The lone volcanic island of Ustica is known as "The Black Pearl," dramatically surging as it does out of the cobalt sea surrounding it.

Initially inhabited by the Phoenicians, the Greeks followed, naming the island Osteodes ("ossuary"), in memory of the skeletons of 6,000 Carthaginians who were brought here and abandoned without food or water.

Attempts to colonize it in the Middle Ages failed because of raids by Barbary pirates. The Bourbons repopulated it in 1762 with people from the Aeolian Islands and Naples. They constructed a trio of towers to defend the island against pirates.

As late as the 1950s, Ustica was a penal colony, a sort of Alcatraz of Sicily. Antonio Gramsci, the theorist of the Italian Communist Party, was once imprisoned here. And, in one of the most secret meetings of World War II, British and Italian officers met here in September 1943 to discuss a switch in sides from Mussolini to the Allies.

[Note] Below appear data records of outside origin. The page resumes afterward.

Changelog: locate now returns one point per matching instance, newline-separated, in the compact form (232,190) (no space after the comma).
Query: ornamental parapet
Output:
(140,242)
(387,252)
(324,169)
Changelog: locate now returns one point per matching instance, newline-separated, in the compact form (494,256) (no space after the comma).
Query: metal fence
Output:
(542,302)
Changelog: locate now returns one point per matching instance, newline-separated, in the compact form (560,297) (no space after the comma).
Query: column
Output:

Ustica is tiny, only 8.6 sq km (3 1/3 sq miles), with a population of roughly 1,370, yet it is the oldest island in the Sicilian outer archipelago -- even older than the Aeolian Islands. Because its jagged coastline is riddled with creeks, bays, and caves, Ustica is best explored by a rented boat circling the island.

In 1987, Sicily designated part of the island a national marine park, and today its clear waters, filled with aquatic flora and fauna and archaeological trails, attract sea lovers from around the world.